The following gives answer as 1 in VS 2010 and 2 in VS 2012. I personally think it should be 2. I am not sure what's going on here.
using System.Linq;
using System.Text;
using System.Threading.Tasks;
using System;
namespace _335ExamPreparation
{
public class Doubts
{
int[] nums = { 10, 11, 12, 13, 14, 15, 16 };
int[] divisors = { 7, 10 };
static void Main(string[] args)
{
Doubts d = new Doubts();
d.func();
}
public void func()
{
var m = Enumerable.Empty<int>();
foreach (int d in divisors)
{
m = m.Concat(nums.Where(s => (s % d == 0)));
}
int count = m.Distinct().Count();
Console.WriteLine(count);
}
}
}
Thanks.
What you're seeing is the result of two different applications of foreach
. The behavior was changed in VS 2012. See this article.
The difference between the two involves the scope and lifetime of the d
variable in the foreach
loop. Before VS 2012, there was only one d
variable, so what this means is that you are creating two copies of a closure (s => (s % d == 0))
) that both reference the same d
. After the loop finishes being evaluated, d
is 10. When you execute the query by calling .Distinct().Count()
, both closures will see a value of 10 for d
. This is why the count is 1 on VS 2010.
VS 2012 generates a different variable for each iteration1, so each closure will see a different instance of the d
variable, the one that corresponds to that particular iteration.
This is roughly the code that VS 2010 generates:
int d;
for (int _index = 0; _index < divisors.Length; ++_index) {
d = divisors[_index];
m = m.Concat(nums.Where(s => (s % d == 0)));
}
And this is roughly what VS 2012 generates:
for (int _index = 0; _index < divisors.Length; ++_index) {
int d = divisors[_index];
m = m.Concat(nums.Where(s => (s % d == 0)));
}
The difference between these two should be readily apparent.

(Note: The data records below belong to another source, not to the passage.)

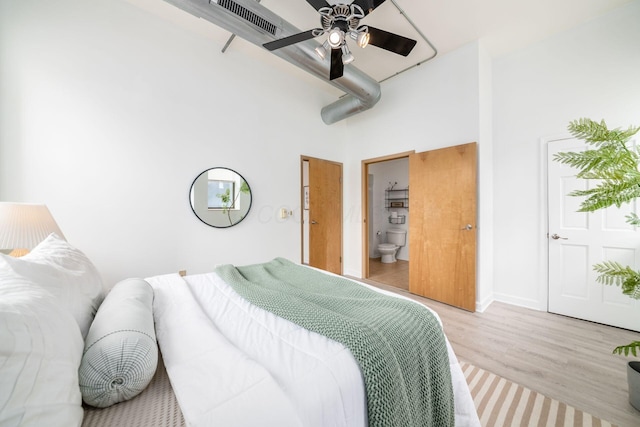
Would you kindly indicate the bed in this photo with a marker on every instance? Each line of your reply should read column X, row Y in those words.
column 230, row 362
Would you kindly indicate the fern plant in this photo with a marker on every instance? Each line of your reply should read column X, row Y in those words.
column 616, row 167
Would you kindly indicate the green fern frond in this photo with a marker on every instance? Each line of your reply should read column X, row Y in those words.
column 633, row 219
column 598, row 134
column 632, row 348
column 613, row 273
column 608, row 193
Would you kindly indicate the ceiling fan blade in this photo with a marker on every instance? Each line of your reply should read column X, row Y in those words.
column 318, row 4
column 286, row 41
column 391, row 42
column 367, row 6
column 337, row 67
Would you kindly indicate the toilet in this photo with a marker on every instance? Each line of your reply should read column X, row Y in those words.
column 396, row 238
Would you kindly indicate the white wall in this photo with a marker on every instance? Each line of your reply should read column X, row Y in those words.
column 590, row 71
column 109, row 112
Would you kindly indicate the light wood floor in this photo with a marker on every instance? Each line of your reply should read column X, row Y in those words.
column 394, row 274
column 564, row 358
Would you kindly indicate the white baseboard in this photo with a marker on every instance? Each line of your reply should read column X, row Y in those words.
column 520, row 302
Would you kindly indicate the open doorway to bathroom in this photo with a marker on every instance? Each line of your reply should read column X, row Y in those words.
column 386, row 225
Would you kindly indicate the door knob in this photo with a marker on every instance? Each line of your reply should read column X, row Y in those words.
column 556, row 237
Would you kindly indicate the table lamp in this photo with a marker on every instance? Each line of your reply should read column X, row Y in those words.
column 24, row 225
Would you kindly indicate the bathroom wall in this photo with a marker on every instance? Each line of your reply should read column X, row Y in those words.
column 385, row 174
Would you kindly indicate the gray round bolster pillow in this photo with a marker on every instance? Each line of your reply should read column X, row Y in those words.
column 120, row 353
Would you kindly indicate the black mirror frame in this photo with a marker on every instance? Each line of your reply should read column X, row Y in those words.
column 220, row 226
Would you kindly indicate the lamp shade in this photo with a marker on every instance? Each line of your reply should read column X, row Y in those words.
column 24, row 225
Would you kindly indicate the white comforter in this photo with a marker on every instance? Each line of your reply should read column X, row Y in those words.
column 233, row 364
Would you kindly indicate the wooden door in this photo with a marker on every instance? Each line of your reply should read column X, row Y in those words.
column 325, row 215
column 442, row 225
column 578, row 240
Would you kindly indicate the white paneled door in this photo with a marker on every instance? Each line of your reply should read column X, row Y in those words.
column 578, row 240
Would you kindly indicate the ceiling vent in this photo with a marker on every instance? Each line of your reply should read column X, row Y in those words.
column 247, row 15
column 240, row 17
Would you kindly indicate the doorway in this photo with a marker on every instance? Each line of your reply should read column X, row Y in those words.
column 442, row 228
column 386, row 180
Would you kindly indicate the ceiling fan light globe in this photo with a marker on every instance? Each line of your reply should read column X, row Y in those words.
column 363, row 39
column 321, row 52
column 336, row 38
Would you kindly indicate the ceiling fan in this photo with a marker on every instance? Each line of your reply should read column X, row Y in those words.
column 342, row 21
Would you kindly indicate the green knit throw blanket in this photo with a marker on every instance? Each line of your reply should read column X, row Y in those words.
column 399, row 345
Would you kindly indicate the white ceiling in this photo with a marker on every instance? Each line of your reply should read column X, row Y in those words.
column 501, row 25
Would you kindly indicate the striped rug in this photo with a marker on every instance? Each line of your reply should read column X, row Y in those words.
column 501, row 402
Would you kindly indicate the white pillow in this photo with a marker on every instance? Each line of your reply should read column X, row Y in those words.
column 40, row 351
column 67, row 273
column 120, row 354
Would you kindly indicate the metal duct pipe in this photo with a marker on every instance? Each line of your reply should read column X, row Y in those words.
column 258, row 25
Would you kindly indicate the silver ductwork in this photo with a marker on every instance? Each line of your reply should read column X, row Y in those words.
column 255, row 23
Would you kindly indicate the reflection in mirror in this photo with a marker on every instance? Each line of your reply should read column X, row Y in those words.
column 220, row 197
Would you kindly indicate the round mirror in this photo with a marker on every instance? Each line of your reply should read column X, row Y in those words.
column 220, row 197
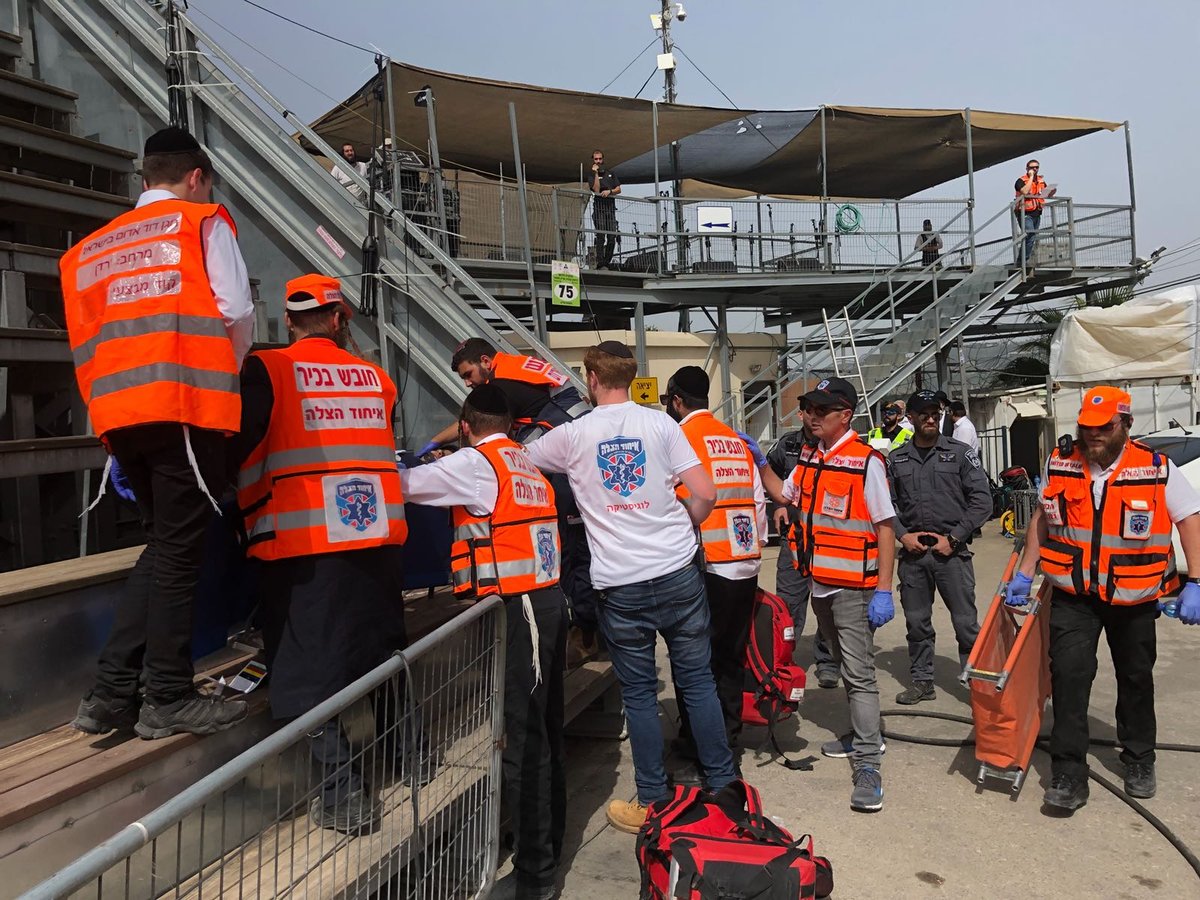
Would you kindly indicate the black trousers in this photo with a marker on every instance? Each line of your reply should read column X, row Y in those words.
column 730, row 609
column 1075, row 625
column 534, row 780
column 151, row 636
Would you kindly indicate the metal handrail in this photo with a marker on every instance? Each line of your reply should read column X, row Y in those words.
column 136, row 835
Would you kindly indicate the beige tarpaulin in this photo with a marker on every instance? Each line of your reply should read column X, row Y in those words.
column 871, row 151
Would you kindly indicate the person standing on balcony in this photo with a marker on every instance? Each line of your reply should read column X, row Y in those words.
column 507, row 543
column 605, row 186
column 1031, row 197
column 941, row 497
column 324, row 515
column 845, row 543
column 624, row 462
column 157, row 345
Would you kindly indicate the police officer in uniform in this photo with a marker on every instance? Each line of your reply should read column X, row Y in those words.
column 318, row 489
column 941, row 496
column 1103, row 539
column 507, row 544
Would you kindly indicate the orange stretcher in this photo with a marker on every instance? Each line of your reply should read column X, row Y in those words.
column 1008, row 673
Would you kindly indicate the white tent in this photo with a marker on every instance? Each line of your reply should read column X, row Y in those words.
column 1150, row 336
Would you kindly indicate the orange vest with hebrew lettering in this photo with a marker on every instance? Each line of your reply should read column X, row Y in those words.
column 148, row 339
column 1120, row 552
column 516, row 549
column 730, row 532
column 324, row 477
column 834, row 540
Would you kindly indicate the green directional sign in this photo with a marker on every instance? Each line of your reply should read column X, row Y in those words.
column 564, row 283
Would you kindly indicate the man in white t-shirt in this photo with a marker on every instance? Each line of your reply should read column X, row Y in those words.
column 624, row 462
column 846, row 544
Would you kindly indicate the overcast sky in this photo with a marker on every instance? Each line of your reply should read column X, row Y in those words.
column 1102, row 59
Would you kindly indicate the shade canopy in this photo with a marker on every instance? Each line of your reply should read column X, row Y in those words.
column 871, row 151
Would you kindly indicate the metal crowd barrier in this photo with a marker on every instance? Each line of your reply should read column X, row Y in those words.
column 424, row 730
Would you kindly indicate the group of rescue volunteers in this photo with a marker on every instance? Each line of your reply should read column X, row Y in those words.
column 604, row 519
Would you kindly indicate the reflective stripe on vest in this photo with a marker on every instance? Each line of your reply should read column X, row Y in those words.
column 148, row 340
column 1120, row 552
column 835, row 541
column 516, row 549
column 731, row 529
column 324, row 477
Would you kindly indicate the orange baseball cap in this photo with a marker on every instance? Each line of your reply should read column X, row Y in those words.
column 310, row 292
column 1102, row 403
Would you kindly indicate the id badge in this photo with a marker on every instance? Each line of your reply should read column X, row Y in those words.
column 835, row 505
column 1137, row 520
column 1051, row 510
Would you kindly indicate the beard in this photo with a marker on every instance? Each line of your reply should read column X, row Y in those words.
column 1103, row 454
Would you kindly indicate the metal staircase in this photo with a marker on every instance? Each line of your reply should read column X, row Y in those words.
column 420, row 316
column 880, row 342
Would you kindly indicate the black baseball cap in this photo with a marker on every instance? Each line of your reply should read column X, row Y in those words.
column 922, row 400
column 832, row 393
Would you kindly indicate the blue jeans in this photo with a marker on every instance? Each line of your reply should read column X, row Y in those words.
column 630, row 617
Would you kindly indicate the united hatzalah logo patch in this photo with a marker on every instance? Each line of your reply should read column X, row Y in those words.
column 622, row 463
column 357, row 504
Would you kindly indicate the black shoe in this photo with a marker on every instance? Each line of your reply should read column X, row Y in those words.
column 100, row 715
column 193, row 714
column 919, row 691
column 1140, row 780
column 354, row 814
column 1066, row 792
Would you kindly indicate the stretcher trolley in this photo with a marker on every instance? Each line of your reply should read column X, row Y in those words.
column 1008, row 673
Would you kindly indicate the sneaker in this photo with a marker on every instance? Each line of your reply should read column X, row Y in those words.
column 354, row 814
column 627, row 816
column 1066, row 792
column 844, row 747
column 868, row 793
column 1140, row 780
column 919, row 691
column 193, row 714
column 100, row 715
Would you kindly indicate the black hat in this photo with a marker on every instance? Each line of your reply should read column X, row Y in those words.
column 490, row 400
column 922, row 400
column 833, row 393
column 689, row 381
column 615, row 348
column 171, row 141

If you want to get the same behavior no matter which VS version, then always copy your iteration variable:
foreach (int d in divisors)
{
var copy = d;
m = m.Concat(nums.Where(s => (s % copy == 0)));
}
1 Technically, only if the iteration variable is referenced in a closure. If it's not then there is no need to make a copy as this only affects closure semantics anyway.